On the job training is a time-honored method of teaching one to do a job. It is probably not the best system for learning such jobs as judging. You would not want to seek justice from a judge whose only prior training to be a judge was mowing yards.
Besides OJT, we have school classrooms where we study everything from Shop to Algebra. Such general education might be of some use if a judge’s first case happened to involve a lawsuit over a poorly crafted footstool but otherwise not so much.
Then we might send our future judges to Law Schools where general principles of law and critical analyses are droned into their heads. But such amorphous concepts will not mean much to you if your first day in court is also the judge’s.
So, Jim, I hear you asking, how do we avoid having judges whose only preparation for sending their fellow human beings to jail or taking their children away is mowing yards, sleeping through Algebra or listening to law professors? Here is how.

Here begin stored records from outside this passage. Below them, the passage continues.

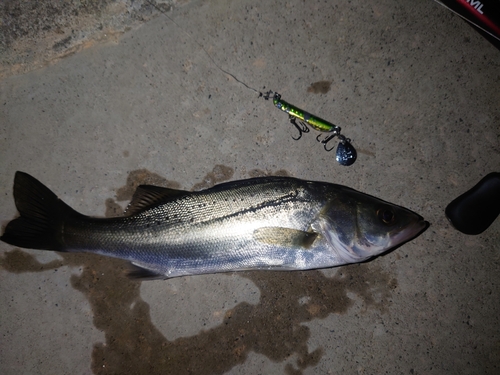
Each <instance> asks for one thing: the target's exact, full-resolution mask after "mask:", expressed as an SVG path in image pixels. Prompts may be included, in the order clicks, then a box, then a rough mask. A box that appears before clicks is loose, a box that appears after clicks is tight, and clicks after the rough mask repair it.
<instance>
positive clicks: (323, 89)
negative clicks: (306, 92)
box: [307, 81, 332, 94]
mask: <svg viewBox="0 0 500 375" xmlns="http://www.w3.org/2000/svg"><path fill="white" fill-rule="evenodd" d="M331 86H332V82H331V81H318V82H314V83H312V84H311V86H309V87H308V88H307V92H310V93H313V94H326V93H327V92H328V91H330V87H331Z"/></svg>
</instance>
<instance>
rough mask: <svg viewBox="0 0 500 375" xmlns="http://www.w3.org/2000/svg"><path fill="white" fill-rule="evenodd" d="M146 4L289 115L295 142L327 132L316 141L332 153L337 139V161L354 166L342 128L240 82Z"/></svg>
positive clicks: (189, 36) (152, 1) (347, 142)
mask: <svg viewBox="0 0 500 375" xmlns="http://www.w3.org/2000/svg"><path fill="white" fill-rule="evenodd" d="M144 1H145V2H146V3H148V4H149V5H151V6H152V7H153V8H155V9H156V10H157V11H158V12H160V13H162V14H163V15H164V16H165V17H167V18H168V19H169V20H170V22H172V23H173V24H174V25H175V26H177V27H178V28H179V30H180V31H181V32H182V33H184V34H185V35H187V36H188V38H189V39H190V40H192V41H193V43H195V44H196V45H197V46H198V47H199V48H200V49H201V50H203V52H205V54H206V55H207V56H208V58H209V59H210V61H211V62H212V64H214V66H215V67H216V68H217V69H219V70H220V71H221V72H222V73H224V74H227V75H228V76H230V77H232V78H233V79H234V80H235V81H236V82H238V83H240V84H241V85H243V86H245V87H246V88H247V89H249V90H252V91H253V92H255V93H257V94H259V98H260V97H262V98H264V99H265V100H270V99H271V100H272V102H273V104H274V106H275V107H276V108H278V109H280V110H282V111H283V112H285V113H287V114H288V118H289V121H290V123H291V124H292V125H293V126H294V127H295V128H296V129H297V130H298V131H299V136H298V138H295V137H293V136H292V138H293V139H294V140H299V139H300V138H301V137H302V134H303V133H308V132H309V128H308V127H307V125H309V126H311V127H312V128H313V129H315V130H317V131H319V132H327V133H330V135H327V136H326V137H324V138H323V139H321V134H319V135H318V136H317V137H316V140H317V141H318V142H320V143H321V144H323V146H324V149H325V150H326V151H331V150H333V148H334V147H328V143H329V142H330V141H331V140H332V139H334V138H337V139H338V140H339V144H338V146H337V151H336V160H337V162H338V163H339V164H341V165H345V166H349V165H352V164H353V163H354V162H355V161H356V158H357V152H356V149H355V148H354V146H353V145H352V144H351V139H350V138H347V137H345V136H344V135H343V134H340V131H341V128H340V126H337V125H335V124H332V123H331V122H328V121H326V120H324V119H322V118H320V117H317V116H314V115H312V114H311V113H309V112H307V111H304V110H302V109H300V108H298V107H296V106H294V105H293V104H290V103H288V102H286V101H284V100H282V99H281V95H280V94H278V93H277V92H273V91H267V92H265V93H262V92H261V91H259V90H257V89H255V88H253V87H251V86H249V85H247V84H246V83H245V82H243V81H241V80H239V79H238V78H236V76H235V75H234V74H232V73H230V72H228V71H227V70H225V69H223V68H222V67H221V66H220V65H219V64H218V63H217V61H215V59H214V58H213V57H212V55H210V53H208V51H207V50H206V49H205V47H204V46H203V45H202V44H201V43H199V42H198V41H197V40H196V39H195V38H194V37H193V36H192V35H191V34H190V33H188V32H187V31H186V30H184V28H183V27H182V26H181V25H179V24H178V23H177V22H175V20H174V19H173V18H172V17H170V16H169V15H168V14H167V12H166V11H165V10H163V9H162V8H161V7H160V6H158V5H157V4H156V2H153V1H152V0H144ZM297 120H299V124H300V125H299V124H297Z"/></svg>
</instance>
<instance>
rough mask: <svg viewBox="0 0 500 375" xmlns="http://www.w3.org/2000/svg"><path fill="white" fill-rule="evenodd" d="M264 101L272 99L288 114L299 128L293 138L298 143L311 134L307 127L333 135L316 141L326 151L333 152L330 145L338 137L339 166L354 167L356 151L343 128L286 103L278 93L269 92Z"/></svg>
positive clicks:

We actually require our judges to continuously attend classes in judging and, fortunately, these classes are usually taught by experienced judges who have already made the mistakes they try to help new judges avoid. One of those judge schools is the National Judicial College in Reno, Nevada. I first attended NJC in 1986 and first served as a member of the NJC faculty more than twenty years ago.
Indiana and almost every other state have their own systems of judicial training and education. The NJC has judges from every state and many foreign countries who attend.
Over the years I have taught and helped teach judges from the U.S.A., Palestine, Ukraine, Russia and several other countries. Currently, along with fellow faculty judges from Mississippi, Colorado, Indiana, Tennessee and Maryland I have been engaged in teaching an Internet course to judges from several states. This allows the faculty judges and the student judges to remain in their courts while still being involved in continuing adult education.
In my opinion, the education new judges, and even experienced judges, receive from such a system of judges teaching judges is better than simply electing or appointing a new judge and hoping for the best.